U.S. manufacturers can make their rebound more sustainable by embracing the growing field of sustainability, which they’ve let other countries dominate.
The domestic manufacturing industry is flush with confidence as it leads the U.S. economy back from the brink, albeit at a slower pace lately than most would like. For years, manufacturers were the also-rans of the U.S. economy. We gritted our teeth as doomsayers predicted the sector’s demise and lines on employment charts sloped in the wrong direction.
Now, manufacturing’s back in vogue. Those who got sick of riding in the caboose now enjoy the view from the locomotive. But when the conductor comes through to check tickets, we’d better have a stub that takes us far, not just to the next stop.
I say we’re not doing enough to punch our own ticket. The automotive sector has bounced back from its doldrums, and our global military sprawl feeds the aerospace and defense sector billions in contracts. But what’s new in American manufacturing? Where’s the sustainability in this resurgence?
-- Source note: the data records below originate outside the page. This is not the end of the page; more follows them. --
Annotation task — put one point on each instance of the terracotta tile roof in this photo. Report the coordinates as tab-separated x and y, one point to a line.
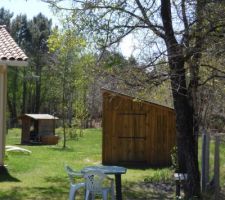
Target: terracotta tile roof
9	50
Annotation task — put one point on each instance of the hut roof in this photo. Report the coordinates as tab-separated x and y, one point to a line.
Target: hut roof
134	98
10	52
40	116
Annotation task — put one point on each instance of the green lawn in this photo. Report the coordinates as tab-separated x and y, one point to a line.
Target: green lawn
41	175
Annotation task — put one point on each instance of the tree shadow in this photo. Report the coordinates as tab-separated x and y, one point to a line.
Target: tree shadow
5	176
145	191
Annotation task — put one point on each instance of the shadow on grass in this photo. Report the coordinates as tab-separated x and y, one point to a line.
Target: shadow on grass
58	189
5	176
142	191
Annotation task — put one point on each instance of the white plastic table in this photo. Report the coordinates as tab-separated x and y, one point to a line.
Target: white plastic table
116	170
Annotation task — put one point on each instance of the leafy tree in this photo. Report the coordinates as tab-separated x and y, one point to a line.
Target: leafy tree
71	74
178	30
39	29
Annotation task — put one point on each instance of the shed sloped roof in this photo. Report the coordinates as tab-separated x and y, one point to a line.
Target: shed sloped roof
41	116
115	93
10	52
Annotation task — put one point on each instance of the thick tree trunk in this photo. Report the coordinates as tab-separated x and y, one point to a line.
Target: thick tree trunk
186	141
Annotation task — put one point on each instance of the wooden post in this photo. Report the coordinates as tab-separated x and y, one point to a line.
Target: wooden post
3	94
217	167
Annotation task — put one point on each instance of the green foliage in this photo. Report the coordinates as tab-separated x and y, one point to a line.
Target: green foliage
46	163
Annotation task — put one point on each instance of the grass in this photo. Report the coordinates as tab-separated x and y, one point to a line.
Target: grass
41	175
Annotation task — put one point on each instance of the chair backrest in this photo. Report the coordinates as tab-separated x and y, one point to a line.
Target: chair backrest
94	181
73	174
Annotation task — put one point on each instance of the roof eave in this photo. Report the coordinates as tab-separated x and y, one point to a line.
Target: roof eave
16	63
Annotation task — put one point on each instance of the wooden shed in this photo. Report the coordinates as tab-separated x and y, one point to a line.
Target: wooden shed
136	132
38	128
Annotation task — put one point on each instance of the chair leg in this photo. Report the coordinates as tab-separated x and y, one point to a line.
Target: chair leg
72	193
112	194
87	194
105	194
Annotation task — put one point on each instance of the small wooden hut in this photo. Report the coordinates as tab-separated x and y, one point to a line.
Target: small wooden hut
136	132
38	128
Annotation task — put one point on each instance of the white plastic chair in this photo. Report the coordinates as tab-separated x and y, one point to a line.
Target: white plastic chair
73	185
94	181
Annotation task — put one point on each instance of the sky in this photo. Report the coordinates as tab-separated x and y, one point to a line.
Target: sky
33	7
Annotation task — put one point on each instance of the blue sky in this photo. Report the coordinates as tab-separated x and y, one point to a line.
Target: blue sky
29	7
33	7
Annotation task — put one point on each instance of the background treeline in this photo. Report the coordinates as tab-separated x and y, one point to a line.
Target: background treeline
65	75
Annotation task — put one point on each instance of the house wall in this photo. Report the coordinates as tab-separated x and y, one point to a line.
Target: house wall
136	132
45	127
26	126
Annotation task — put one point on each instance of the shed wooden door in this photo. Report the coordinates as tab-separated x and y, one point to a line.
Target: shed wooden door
131	137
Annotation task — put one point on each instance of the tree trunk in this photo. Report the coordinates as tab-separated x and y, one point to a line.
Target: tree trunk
186	142
38	90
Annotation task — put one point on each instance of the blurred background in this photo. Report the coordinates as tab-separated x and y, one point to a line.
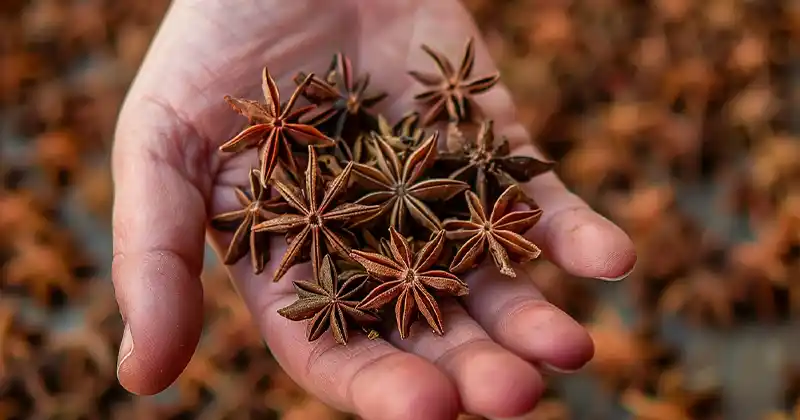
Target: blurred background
677	119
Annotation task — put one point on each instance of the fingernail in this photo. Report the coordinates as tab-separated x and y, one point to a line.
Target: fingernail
622	277
125	348
552	369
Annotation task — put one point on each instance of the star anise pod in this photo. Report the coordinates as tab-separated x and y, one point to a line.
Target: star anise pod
407	278
272	125
488	166
397	187
318	223
450	92
404	137
342	101
329	303
500	233
256	208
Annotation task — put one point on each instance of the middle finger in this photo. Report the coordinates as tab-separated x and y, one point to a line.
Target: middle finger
490	380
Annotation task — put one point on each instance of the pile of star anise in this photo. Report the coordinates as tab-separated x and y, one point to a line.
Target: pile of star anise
384	216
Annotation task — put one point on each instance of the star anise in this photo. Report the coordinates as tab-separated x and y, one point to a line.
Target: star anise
500	233
341	100
329	303
318	222
407	278
256	208
449	91
397	187
272	125
488	166
404	137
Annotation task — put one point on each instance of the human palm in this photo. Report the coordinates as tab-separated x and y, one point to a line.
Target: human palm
170	179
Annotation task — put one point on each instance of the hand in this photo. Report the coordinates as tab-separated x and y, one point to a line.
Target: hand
170	179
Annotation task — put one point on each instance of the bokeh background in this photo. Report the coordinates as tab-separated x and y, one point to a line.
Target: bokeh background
678	119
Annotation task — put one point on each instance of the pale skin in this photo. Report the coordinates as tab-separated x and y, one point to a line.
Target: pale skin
170	179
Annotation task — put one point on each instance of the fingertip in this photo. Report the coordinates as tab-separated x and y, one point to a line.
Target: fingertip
554	338
589	245
163	312
404	387
500	384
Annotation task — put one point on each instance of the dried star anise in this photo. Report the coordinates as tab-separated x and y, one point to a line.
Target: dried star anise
404	137
318	223
501	233
340	98
407	277
256	208
272	125
488	166
397	187
449	92
329	303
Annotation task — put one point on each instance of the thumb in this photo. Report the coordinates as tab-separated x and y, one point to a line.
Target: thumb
158	228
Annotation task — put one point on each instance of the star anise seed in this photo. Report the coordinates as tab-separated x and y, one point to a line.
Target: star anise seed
450	92
342	101
407	279
318	223
396	186
330	303
272	126
501	233
488	166
256	208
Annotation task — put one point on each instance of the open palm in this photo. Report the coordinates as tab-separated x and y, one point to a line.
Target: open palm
170	179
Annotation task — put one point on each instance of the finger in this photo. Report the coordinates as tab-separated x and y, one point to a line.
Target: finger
517	316
491	381
570	233
371	378
159	215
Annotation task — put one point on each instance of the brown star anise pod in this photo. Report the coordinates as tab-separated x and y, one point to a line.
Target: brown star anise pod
449	91
272	125
329	303
404	137
340	97
406	277
256	208
501	233
488	166
397	187
318	222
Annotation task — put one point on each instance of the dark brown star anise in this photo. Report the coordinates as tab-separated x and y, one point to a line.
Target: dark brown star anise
407	278
397	187
449	92
256	208
330	303
318	223
404	137
272	125
500	233
488	166
342	101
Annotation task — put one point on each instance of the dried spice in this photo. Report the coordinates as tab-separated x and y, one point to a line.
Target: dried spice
315	223
500	233
450	92
408	279
697	92
329	302
273	125
256	208
489	167
341	99
397	188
In one of the most promising manufacturing markets, at least, the U.S. lags. Clean energy manufacturing has fallen disproportionately to efforts by China and other Asian countries, whether it’s development of hybrid batteries, wind turbines, or solar panels. The United States’ stubborn belief in a limitless oil supply, combined with that sector’s powerful lobbying interests and many other factors, has left us flat-footed.
Now is the time to get the spring back in our step and apply our ample skills to an industry that can extend our stint in the economic driver’s seat. The sustainability market, with its hybrid cars, wind farms, and geothermal ingenuity, can help make U.S. manufacturing’s resurgence that much more sustainable.
China just agreed to stop subsidizing its wind power manufacturers. U.S. manufacturers asked for a level playing field, and now that it’s leveling off, it’s time to get to work.
The U.S. rose to dominance in global manufacturing in part because it created the automotive sector and parlayed its first-mover status into decades of leadership. Sustainability could just be the next great opportunity, and it’s not too late for the U.S. to take a leadership role.